For a small section of length dx, ds is given by ds = l * d(theta). Since dy = ds * dx / l, we can determine that dy = (dx * d(theta)) / l. By using similar triangles, we can find that dl = (dx * d(theta)) / l.
Now, substituting ds = l * d(theta) and dl = (dx * d(theta)) / l into the equation, we have:
dx / l + (l * d(theta) * dx^2 * ((dx * d(theta)) / l - dx))/l^2 = m * a / (lambda * g)
Simplifying the equation, we get:
dx + (d(theta) * dx^2 * ((dx * d(theta)) - l * dx))/l = m * a / (lambda * g)
Now, we need to find expressions for d(theta).

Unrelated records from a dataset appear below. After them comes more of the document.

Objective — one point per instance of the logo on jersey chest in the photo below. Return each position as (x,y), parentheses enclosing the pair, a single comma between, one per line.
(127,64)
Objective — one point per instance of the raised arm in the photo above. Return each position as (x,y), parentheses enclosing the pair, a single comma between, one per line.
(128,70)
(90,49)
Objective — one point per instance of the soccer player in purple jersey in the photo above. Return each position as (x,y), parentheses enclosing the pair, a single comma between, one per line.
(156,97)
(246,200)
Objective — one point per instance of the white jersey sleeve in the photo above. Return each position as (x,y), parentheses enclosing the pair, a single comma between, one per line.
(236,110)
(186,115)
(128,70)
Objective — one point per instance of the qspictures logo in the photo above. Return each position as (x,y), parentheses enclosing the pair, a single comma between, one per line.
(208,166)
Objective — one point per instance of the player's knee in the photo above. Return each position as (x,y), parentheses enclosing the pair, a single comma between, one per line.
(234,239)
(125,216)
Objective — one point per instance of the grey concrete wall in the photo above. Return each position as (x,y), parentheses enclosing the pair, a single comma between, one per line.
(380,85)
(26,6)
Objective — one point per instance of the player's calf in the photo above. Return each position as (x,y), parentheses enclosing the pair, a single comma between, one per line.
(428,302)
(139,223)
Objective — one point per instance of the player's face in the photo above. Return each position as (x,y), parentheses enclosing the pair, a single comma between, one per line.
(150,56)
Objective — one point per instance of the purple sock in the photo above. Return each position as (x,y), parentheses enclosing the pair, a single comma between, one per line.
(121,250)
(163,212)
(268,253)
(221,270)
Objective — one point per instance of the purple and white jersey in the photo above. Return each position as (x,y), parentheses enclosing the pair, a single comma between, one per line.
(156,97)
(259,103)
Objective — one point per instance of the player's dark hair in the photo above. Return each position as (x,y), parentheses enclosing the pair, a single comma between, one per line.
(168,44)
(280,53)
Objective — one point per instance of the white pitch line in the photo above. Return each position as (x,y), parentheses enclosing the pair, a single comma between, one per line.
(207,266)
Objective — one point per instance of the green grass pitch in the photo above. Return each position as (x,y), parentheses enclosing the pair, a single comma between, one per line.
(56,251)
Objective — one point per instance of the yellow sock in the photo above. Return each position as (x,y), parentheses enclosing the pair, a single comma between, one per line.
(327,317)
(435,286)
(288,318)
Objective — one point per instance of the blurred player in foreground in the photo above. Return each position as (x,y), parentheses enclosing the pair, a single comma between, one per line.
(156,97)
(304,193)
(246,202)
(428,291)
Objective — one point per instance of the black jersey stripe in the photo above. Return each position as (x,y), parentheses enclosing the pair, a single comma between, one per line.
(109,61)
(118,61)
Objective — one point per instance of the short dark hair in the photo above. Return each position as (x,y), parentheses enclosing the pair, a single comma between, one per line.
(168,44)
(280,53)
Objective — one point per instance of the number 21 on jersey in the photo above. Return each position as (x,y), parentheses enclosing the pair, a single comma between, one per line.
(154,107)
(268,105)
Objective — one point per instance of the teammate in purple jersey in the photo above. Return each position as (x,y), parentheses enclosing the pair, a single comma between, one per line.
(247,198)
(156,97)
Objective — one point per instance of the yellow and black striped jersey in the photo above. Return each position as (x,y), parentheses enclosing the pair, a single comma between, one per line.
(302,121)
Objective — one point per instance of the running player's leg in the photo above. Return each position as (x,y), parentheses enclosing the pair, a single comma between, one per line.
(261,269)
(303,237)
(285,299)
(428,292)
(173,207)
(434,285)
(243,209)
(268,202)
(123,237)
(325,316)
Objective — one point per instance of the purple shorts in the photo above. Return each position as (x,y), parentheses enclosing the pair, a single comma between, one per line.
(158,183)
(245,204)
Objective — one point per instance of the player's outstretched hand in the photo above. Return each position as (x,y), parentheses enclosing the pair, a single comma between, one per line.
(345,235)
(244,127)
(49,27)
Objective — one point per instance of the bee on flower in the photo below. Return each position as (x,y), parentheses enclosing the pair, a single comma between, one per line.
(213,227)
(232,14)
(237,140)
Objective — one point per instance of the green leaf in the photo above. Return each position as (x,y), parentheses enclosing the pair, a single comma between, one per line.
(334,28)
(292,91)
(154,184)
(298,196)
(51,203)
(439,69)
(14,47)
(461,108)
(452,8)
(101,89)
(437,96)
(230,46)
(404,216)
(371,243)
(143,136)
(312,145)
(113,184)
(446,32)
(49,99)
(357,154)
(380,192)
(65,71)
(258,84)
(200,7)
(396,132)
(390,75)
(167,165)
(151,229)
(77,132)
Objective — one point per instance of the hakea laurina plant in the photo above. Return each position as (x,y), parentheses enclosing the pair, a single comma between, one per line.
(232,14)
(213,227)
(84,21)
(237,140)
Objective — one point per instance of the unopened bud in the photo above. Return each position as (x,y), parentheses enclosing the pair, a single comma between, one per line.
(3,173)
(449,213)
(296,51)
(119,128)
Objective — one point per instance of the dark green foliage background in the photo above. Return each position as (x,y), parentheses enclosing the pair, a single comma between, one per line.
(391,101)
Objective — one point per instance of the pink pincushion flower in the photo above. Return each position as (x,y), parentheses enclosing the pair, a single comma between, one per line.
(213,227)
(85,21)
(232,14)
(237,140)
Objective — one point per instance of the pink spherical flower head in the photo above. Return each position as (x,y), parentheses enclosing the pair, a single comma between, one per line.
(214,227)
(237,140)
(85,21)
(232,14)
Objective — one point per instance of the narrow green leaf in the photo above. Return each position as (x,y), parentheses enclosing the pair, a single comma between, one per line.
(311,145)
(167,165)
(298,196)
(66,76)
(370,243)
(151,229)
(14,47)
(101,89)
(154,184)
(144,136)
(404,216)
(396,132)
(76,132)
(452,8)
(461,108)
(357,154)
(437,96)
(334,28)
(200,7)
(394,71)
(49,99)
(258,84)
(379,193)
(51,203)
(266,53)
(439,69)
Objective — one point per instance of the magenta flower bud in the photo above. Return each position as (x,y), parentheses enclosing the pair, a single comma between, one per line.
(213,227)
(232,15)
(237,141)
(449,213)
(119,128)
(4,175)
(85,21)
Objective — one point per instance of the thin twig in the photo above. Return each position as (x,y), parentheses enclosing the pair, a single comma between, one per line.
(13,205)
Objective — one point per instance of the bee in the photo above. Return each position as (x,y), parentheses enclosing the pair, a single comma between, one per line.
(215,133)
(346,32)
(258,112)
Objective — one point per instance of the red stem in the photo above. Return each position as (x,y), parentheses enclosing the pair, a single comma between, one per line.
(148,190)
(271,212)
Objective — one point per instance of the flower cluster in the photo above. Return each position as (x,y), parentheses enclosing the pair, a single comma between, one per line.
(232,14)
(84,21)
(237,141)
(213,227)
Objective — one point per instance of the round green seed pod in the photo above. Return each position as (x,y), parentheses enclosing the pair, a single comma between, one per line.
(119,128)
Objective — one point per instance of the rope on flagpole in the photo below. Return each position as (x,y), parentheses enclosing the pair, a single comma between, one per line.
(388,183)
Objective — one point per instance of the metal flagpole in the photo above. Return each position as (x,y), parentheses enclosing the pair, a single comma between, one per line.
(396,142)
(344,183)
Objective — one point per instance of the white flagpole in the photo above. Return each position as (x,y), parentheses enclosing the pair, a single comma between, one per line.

For a small section of length dx, we know that d(theta) is given by d(theta) = dx / r, where r is the radius of the pulley.
Now, substituting d(theta) = dx / r into the equation, we have:
dx + ((dx / r) * dx^2 * ((dx * (dx / r)) - l * dx))/l = m * a / (lambda * g)
Simplifying the equation, we get:
dx + (dx^3 * (dx^2/r - l))/ (l * r) = m * a / (lambda * g)
Now, we have an equation relating the length of the chain hanging on one side (x) and the acceleration (a).
Please note that the final equation can be further simplified by considering appropriate values for the length of the chain (l), radius of the pulley (r), and other constants involved in the problem.